My 7‑year-old son, Jeremiah, has been sucking his thumb since birth. When he began developing teeth, a callous started forming on his thumb in the area where teeth hit skin. About that same time I began developing a very platonic friendship with a man I met at church.
It was slow at first, a brief hello here, a wave goodbye there. I’d see him on Sundays and he’d ask how my week was to which I would recap for him the happenings at work, my car trouble, and the “new” thing I was doing to curb my then 2‑year-old’s thumb sucking habit. He started sitting with me occasionally during service, or I with him, I’m not sure which. One day he suggested lunch after church, to which I reluctantly obliged.
“You know I got the kids with me,” I said. The thumb sucker and the other one.
“It’s fine. Bring them,” he answered. So I did.

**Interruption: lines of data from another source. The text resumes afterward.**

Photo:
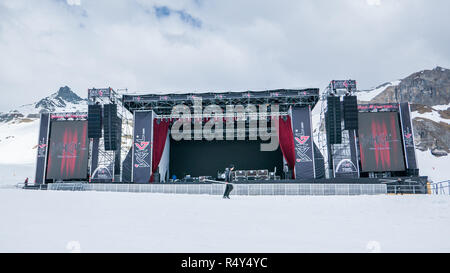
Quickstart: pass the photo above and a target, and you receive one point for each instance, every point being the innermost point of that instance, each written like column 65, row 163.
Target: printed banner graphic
column 142, row 146
column 304, row 157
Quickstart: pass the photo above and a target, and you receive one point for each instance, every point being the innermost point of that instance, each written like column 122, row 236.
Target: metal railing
column 440, row 188
column 239, row 189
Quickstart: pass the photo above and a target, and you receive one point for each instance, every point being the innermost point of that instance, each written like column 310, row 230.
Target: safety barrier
column 239, row 189
column 440, row 188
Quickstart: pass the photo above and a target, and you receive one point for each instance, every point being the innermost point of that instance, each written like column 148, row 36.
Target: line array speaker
column 94, row 121
column 333, row 120
column 110, row 126
column 350, row 113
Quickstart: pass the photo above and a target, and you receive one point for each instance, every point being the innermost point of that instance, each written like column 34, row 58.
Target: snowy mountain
column 429, row 94
column 19, row 127
column 64, row 100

The months turned into years and we learned each other, our life stories, sour love affairs, brushes with the law, encounters with God. Once he bought me a gift for Christmas, which I promptly returned. I can’t take this. I’m seeing someone. I dated a lot and I told him. Mostly corporate types, tailored suits, polished shoes, a stark contrast to who he was. Another time I went away on business and came back a week later heartbroken and torn. He was there with kind words.
Friday nights when I had no other plans, he’d come by with food and a movie. When my car broke down, he was there to give me a ride. When I was running late, he’d get my children from school. When I was simply lonely, I’d call him and we’d talk. So I asked him one day,
“How come you’re so nice to me?”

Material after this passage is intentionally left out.